By contrast, positive atheism is the view that there is no deity. Positive atheists believe that theists have got it all wrong. It does not have to be accompanied by hostility to people of faith, but it is a less accommodating position to hold.
The foundation of negative atheism is primarily doubt. Any person of faith may experience doubt in the truth of the claims of orthodoxy. This does not make a person an atheist, however. Technically, someone who loses faith is a heretic or apostate. A negative atheist goes a bit further, relinquishing belief in the orthodoxy as a whole, rather than in one or more parts.

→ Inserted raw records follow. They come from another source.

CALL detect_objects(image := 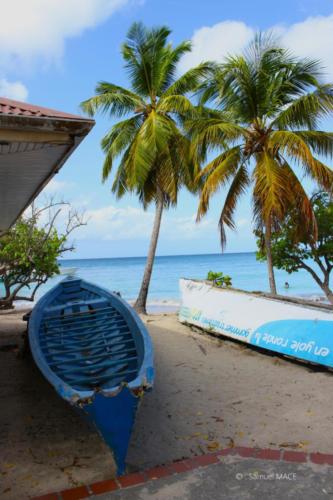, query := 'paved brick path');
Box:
[32,447,333,500]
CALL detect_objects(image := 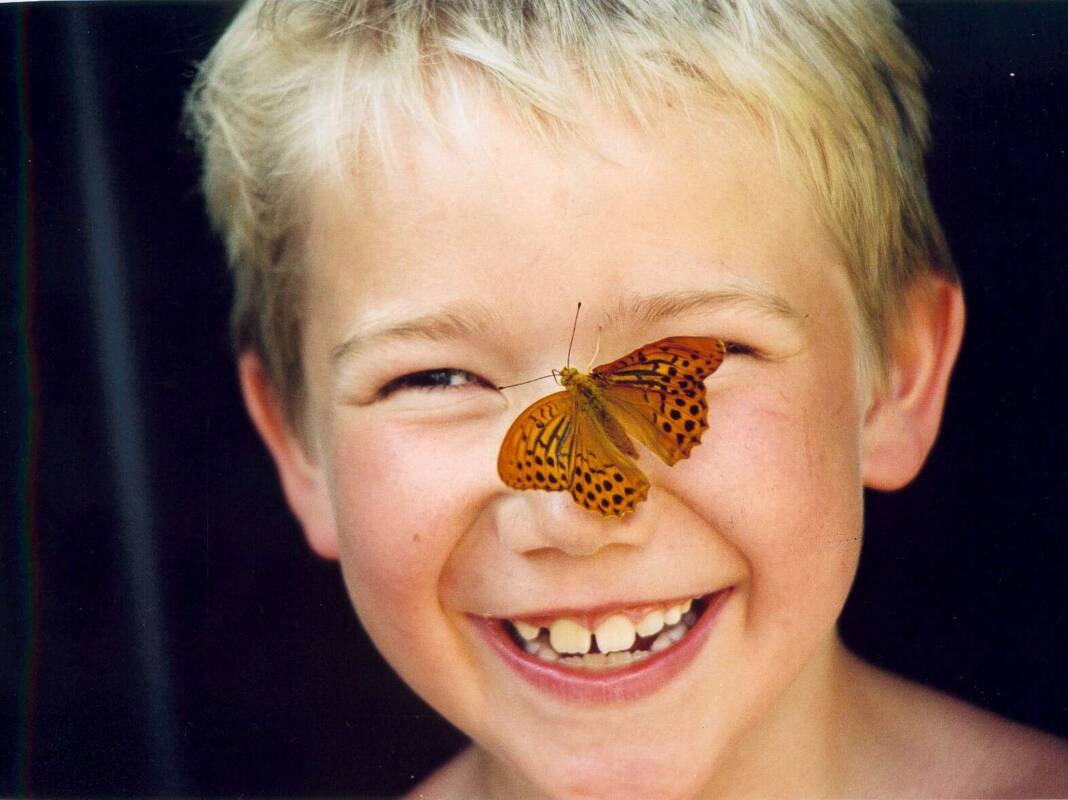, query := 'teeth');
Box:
[664,606,682,625]
[549,619,591,655]
[664,625,689,643]
[649,630,672,653]
[534,647,560,661]
[636,609,664,641]
[512,599,697,657]
[513,619,540,642]
[593,614,634,653]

For example, an apostate Catholic may believe that Jesus was only a human, rather than both a human and the son of God. This would generally be a view kept private, or a silent feeling of doubt about the truth of the Trinity. A negative atheist, on the other hand, would cease to identify as a Catholic because of doubt.
Positive atheists, therefore, do not have the tatters of religious faith to structure their world. They do not simply doubt the orthodoxy. They believe it is wrong. Positive atheism is, in a way, mirroring religious fundamentalism.
The positive atheist must base a cosmology in science, whether direct observation, reports observation, or a combination. False atheists would subscribe to a non-religious cosmology out of hope or need, but believe the same way a person of faith does - or close to it.
The true, positive atheist remains open to updates and revisions. The cosmology of a positive atheist is open to revision, contingent upon new studies, and on personal reflection.
All this boils down, in some way, to truth conditions. Humans in general are lax about them. Science, however, requires strict adherence to rules about how to produce truth. One of the challenging aspects of positive atheism, as of science, is the willingness to proceed on the best knowledge available, knowing full well that it may be rendered obsolete in an instant, as more information arrives.
How do you know anything is true? We cannot possibly make all the observations ourselves. Religious truth conditions are primarily scriptural - if a book says something is true, it must be true.
Scientists and positive atheists look to the scientific method to establish truth. Direct, reproducible observations are used to make theories, out of which propositions can be tested. As propositions fail tests, theories are revised. As propositions succeed in tests, theories are confirmed.
The practice of peer review among scientists helps establish trust in the information science provides. Positive atheists may not have the technical skills to check the truth claims of scientists, but instead rely on the practice of peer review - of scientists nullifying false theories and refining incomplete ones - to establish a contingent truth.